Weather forecasting in the 1920s relied on reports compiled by unofficial and amateur observers. They could record rainfall, temperature, pressure and other ground level observations easily enough, but the recording of high level atmospheric conditions, required for more detailed forecasting, was difficult. It consisted mainly of written descriptions of cloud formations. By the 1920s trials had been carried out using photography, but a large number of photographs were needed to capture the whole sky. This is where Hill comes back into the picture. He had read a research paper, written in 1906 by Professor R.W. Wood of Johns Hopkins University in the US, describing what Wood called a fish-eye camera. Wood used a bucket of water, a pinhole camera, and a mirrored glass to produce an image that compressed a 180 degree view into a fish’s perspective. Hill thought he could develop this idea to take photographs of clouds, with one image capturing the whole sky. After he graduated in 1922 he had some time on his hands until he obtained a post as a research student and during this period he developed a camera with a bullseye or pinhole lens. He did away with the bucket of water by using a hemispherical glass lens.
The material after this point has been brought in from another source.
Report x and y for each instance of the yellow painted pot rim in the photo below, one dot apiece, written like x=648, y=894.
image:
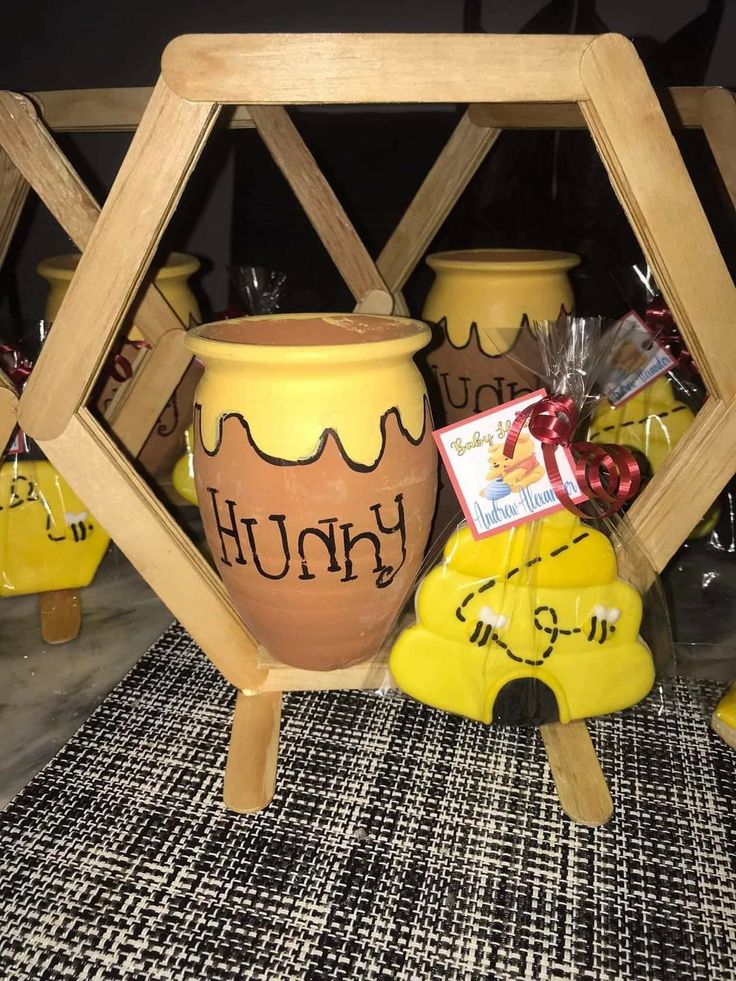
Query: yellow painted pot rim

Hill produced a number of simple cameras consisting of a lens built into a flat wooden box and in 1924, together with commercial camera and lens maker R and J Beck Ltd, had a design patented for the first commercially available fish-eye, or cloud, camera. Despite his increasingly busy biochemistry research work, Hill continued, together with Beck’s help, to refine his design into the 1930s and was involved in correspondence on the subject well into the 1960s. The camera, however, did not have quite the commercial impact hoped for. From the early 1930s meteorologists started using balloon based instruments and, later, newer technologies such as radar, and cloud photography and the role of amateur observers became obsolete.
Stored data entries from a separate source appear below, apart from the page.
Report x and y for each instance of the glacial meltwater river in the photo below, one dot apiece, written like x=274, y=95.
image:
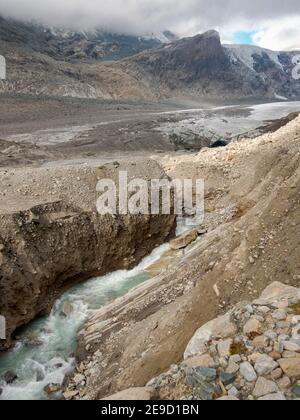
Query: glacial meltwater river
x=44, y=352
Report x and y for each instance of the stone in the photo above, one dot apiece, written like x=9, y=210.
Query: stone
x=184, y=240
x=227, y=378
x=290, y=355
x=276, y=374
x=296, y=391
x=224, y=347
x=254, y=357
x=273, y=397
x=233, y=368
x=78, y=379
x=233, y=392
x=263, y=309
x=235, y=359
x=291, y=367
x=247, y=372
x=279, y=315
x=221, y=327
x=260, y=342
x=204, y=374
x=296, y=333
x=68, y=395
x=52, y=389
x=291, y=346
x=208, y=392
x=284, y=383
x=264, y=387
x=275, y=293
x=275, y=355
x=67, y=309
x=10, y=377
x=271, y=335
x=205, y=360
x=265, y=365
x=133, y=394
x=253, y=325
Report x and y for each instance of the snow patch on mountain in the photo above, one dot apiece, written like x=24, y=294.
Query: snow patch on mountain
x=245, y=54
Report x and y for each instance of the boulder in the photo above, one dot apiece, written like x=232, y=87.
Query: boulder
x=133, y=394
x=247, y=371
x=291, y=367
x=205, y=360
x=184, y=240
x=221, y=327
x=264, y=387
x=265, y=365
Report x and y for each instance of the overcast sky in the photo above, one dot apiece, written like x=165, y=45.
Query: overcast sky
x=272, y=24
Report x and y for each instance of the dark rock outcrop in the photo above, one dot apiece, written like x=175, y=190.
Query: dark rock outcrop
x=49, y=247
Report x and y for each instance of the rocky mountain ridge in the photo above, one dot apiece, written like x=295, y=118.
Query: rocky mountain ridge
x=76, y=65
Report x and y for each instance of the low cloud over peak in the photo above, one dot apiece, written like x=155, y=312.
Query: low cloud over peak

Hill’s collection of papers, held here in the Department of Archives and Modern Manuscripts, mostly contains records of his work in biochemistry, but there is also a section on the fish-eye lens. There are many examples of Hill’s cloud photography, but there are also a few photographs of other subjects, such as the ceiling of Ely Cathedral, taken to analyse the accuracy of the camera, and various buildings taken as test shots. This one, however, seems to be more of a snapshot of a family holiday, possibly in Scotland.
The catalogue for the collection has recently been published on ArchiveSearch, and the collection is available to view in the Manuscripts Reading Room. Two interesting articles on Hill’s camera, written by John Marriage using his research into the collection, have been published in Photographica World, numbers 173 (Jan 2023) and 174 Feb 2023. Three of Hill’s cameras are held at the Whipple Museum here in Cambridge.